Un Français averti en vaut deux

« L’ambition est essentielle, mais l’humilité l’est tout autant, a répété le sélectionneur. Il suffit d’un jour, de faire un peu moins pour qu’on en paie le prix fort. » Ou de subir un peu de malchance. En 2002, les Bleus avaient concédé un but malheureux après une intervention d’Emmanuel Petit qui avait propulsé le ballon sur Fabien Barthez, lequel avait rebondi dans les pieds du regretté Papa Bouba Diop. Les Tricolores avaient aussi frappé les montants à deux reprises, par David Trezeguet et Thierry Henry.
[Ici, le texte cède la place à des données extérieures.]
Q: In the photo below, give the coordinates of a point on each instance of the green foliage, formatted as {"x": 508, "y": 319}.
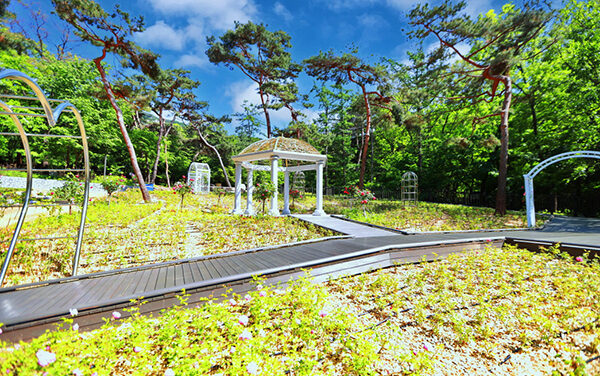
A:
{"x": 273, "y": 331}
{"x": 263, "y": 57}
{"x": 182, "y": 189}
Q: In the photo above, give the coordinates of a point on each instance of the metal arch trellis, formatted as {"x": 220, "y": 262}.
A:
{"x": 542, "y": 165}
{"x": 51, "y": 115}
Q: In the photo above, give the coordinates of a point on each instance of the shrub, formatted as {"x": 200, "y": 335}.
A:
{"x": 264, "y": 191}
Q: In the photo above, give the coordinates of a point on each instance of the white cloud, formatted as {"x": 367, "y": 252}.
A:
{"x": 241, "y": 91}
{"x": 282, "y": 12}
{"x": 220, "y": 14}
{"x": 191, "y": 60}
{"x": 372, "y": 21}
{"x": 474, "y": 8}
{"x": 348, "y": 4}
{"x": 401, "y": 4}
{"x": 162, "y": 35}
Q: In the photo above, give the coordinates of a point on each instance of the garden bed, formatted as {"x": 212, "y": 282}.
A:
{"x": 501, "y": 311}
{"x": 129, "y": 233}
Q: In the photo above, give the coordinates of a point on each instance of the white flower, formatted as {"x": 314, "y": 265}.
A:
{"x": 252, "y": 368}
{"x": 243, "y": 320}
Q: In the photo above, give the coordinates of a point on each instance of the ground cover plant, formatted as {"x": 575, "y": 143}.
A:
{"x": 502, "y": 311}
{"x": 426, "y": 216}
{"x": 130, "y": 233}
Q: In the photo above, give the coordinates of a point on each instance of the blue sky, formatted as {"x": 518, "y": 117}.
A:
{"x": 177, "y": 30}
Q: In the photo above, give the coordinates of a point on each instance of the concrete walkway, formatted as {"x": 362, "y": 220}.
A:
{"x": 356, "y": 230}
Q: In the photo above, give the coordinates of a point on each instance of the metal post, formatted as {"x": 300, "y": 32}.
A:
{"x": 237, "y": 205}
{"x": 529, "y": 201}
{"x": 274, "y": 210}
{"x": 286, "y": 194}
{"x": 249, "y": 191}
{"x": 319, "y": 210}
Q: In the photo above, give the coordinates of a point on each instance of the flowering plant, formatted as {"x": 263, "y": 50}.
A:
{"x": 264, "y": 191}
{"x": 182, "y": 189}
{"x": 363, "y": 196}
{"x": 294, "y": 194}
{"x": 220, "y": 191}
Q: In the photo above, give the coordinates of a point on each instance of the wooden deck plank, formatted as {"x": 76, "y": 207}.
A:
{"x": 132, "y": 278}
{"x": 251, "y": 262}
{"x": 180, "y": 272}
{"x": 142, "y": 282}
{"x": 233, "y": 265}
{"x": 171, "y": 276}
{"x": 203, "y": 270}
{"x": 161, "y": 279}
{"x": 195, "y": 272}
{"x": 113, "y": 284}
{"x": 226, "y": 266}
{"x": 214, "y": 274}
{"x": 152, "y": 280}
{"x": 219, "y": 266}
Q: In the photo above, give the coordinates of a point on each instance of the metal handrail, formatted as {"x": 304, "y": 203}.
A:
{"x": 52, "y": 116}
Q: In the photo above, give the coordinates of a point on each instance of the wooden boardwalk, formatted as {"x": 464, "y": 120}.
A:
{"x": 28, "y": 310}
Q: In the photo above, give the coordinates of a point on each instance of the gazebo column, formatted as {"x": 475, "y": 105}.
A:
{"x": 286, "y": 194}
{"x": 274, "y": 210}
{"x": 249, "y": 191}
{"x": 237, "y": 203}
{"x": 319, "y": 210}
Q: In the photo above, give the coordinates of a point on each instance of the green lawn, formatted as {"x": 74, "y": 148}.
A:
{"x": 506, "y": 311}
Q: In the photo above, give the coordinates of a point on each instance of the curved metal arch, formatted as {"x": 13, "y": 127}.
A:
{"x": 28, "y": 186}
{"x": 52, "y": 116}
{"x": 39, "y": 93}
{"x": 542, "y": 165}
{"x": 561, "y": 157}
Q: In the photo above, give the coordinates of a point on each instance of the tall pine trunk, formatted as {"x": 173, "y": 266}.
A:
{"x": 503, "y": 162}
{"x": 367, "y": 138}
{"x": 121, "y": 122}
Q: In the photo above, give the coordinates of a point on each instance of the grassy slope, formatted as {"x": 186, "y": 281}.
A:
{"x": 460, "y": 316}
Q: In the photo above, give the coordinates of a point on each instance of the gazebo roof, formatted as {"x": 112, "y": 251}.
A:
{"x": 282, "y": 147}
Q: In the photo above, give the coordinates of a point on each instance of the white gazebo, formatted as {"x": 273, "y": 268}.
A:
{"x": 274, "y": 150}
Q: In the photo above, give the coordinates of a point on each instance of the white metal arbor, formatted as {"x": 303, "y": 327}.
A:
{"x": 12, "y": 107}
{"x": 536, "y": 170}
{"x": 409, "y": 188}
{"x": 199, "y": 177}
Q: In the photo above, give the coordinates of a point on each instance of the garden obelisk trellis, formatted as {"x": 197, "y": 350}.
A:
{"x": 536, "y": 170}
{"x": 51, "y": 115}
{"x": 199, "y": 177}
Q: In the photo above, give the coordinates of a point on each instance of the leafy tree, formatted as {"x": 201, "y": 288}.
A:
{"x": 10, "y": 39}
{"x": 161, "y": 94}
{"x": 194, "y": 115}
{"x": 250, "y": 125}
{"x": 349, "y": 68}
{"x": 334, "y": 132}
{"x": 496, "y": 44}
{"x": 110, "y": 32}
{"x": 263, "y": 57}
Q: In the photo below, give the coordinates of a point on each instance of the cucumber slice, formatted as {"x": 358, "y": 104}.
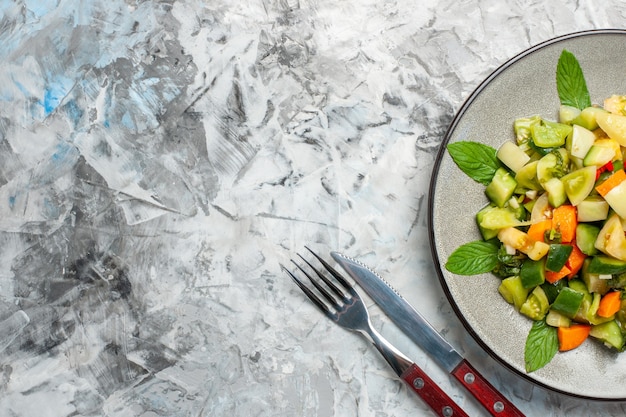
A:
{"x": 587, "y": 118}
{"x": 598, "y": 156}
{"x": 611, "y": 240}
{"x": 513, "y": 291}
{"x": 579, "y": 184}
{"x": 555, "y": 319}
{"x": 567, "y": 114}
{"x": 592, "y": 280}
{"x": 580, "y": 141}
{"x": 512, "y": 156}
{"x": 591, "y": 209}
{"x": 568, "y": 302}
{"x": 606, "y": 265}
{"x": 557, "y": 256}
{"x": 501, "y": 187}
{"x": 533, "y": 273}
{"x": 491, "y": 219}
{"x": 586, "y": 236}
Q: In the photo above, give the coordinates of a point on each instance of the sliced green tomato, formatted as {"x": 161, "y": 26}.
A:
{"x": 513, "y": 291}
{"x": 613, "y": 125}
{"x": 609, "y": 333}
{"x": 522, "y": 127}
{"x": 557, "y": 256}
{"x": 536, "y": 305}
{"x": 550, "y": 134}
{"x": 616, "y": 198}
{"x": 519, "y": 240}
{"x": 556, "y": 192}
{"x": 568, "y": 302}
{"x": 526, "y": 177}
{"x": 578, "y": 184}
{"x": 552, "y": 165}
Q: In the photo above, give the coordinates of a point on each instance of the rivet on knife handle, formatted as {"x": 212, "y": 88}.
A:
{"x": 414, "y": 325}
{"x": 430, "y": 392}
{"x": 484, "y": 392}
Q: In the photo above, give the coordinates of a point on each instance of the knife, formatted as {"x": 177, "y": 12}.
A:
{"x": 411, "y": 322}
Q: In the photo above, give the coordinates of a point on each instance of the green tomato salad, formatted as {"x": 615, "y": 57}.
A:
{"x": 554, "y": 229}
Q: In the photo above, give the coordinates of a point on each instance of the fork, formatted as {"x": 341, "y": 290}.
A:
{"x": 343, "y": 305}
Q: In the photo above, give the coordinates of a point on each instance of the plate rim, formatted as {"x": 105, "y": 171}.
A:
{"x": 433, "y": 182}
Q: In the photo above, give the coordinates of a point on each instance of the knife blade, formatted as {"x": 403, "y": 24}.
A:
{"x": 416, "y": 327}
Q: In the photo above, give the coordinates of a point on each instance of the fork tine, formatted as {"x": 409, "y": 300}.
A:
{"x": 328, "y": 282}
{"x": 319, "y": 303}
{"x": 317, "y": 285}
{"x": 334, "y": 273}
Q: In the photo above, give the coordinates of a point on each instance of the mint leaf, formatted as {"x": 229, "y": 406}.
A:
{"x": 473, "y": 258}
{"x": 475, "y": 159}
{"x": 570, "y": 82}
{"x": 541, "y": 346}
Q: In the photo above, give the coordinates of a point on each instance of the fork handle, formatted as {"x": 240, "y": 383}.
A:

Quand rien ne fonctionne…

Tout faire pour rester à Boston

Même Manu Koné, qui était encore un nourrisson lors de la victoire des Lions de la Teranga à Séoul, connaît l’importance de ce match historique et est convaincu que la situation ne se répétera pas à New York. « J’avais un an à l’époque, maintenant nous sommes concentrés sur le présent. Nous sommes une très bonne équipe, et nous avons confiance en nos qualités », a déclaré le milieu de l’AS Roma. « Nous devons mettre en place les choses pour être présents. Nous voulons gagner ce match et bien débuter la compétition. »

Gagner permettra aussi de se faciliter la vie pour la suite du tournoi. Une défaite contre le Sénégal compromettrait presque la première place du groupe, et avec elle, la possibilité de rester à Boston pour la suite de la compétition. « Les joueurs savent très bien ce qu’il y a en jeu, conclut Ludovic Giuly. Ils sont réellement professionnels et conscients de tout cela. Ce match, ils vont le prendre très au sérieux. » Il faudra donc trouver une autre explication en cas de défaite.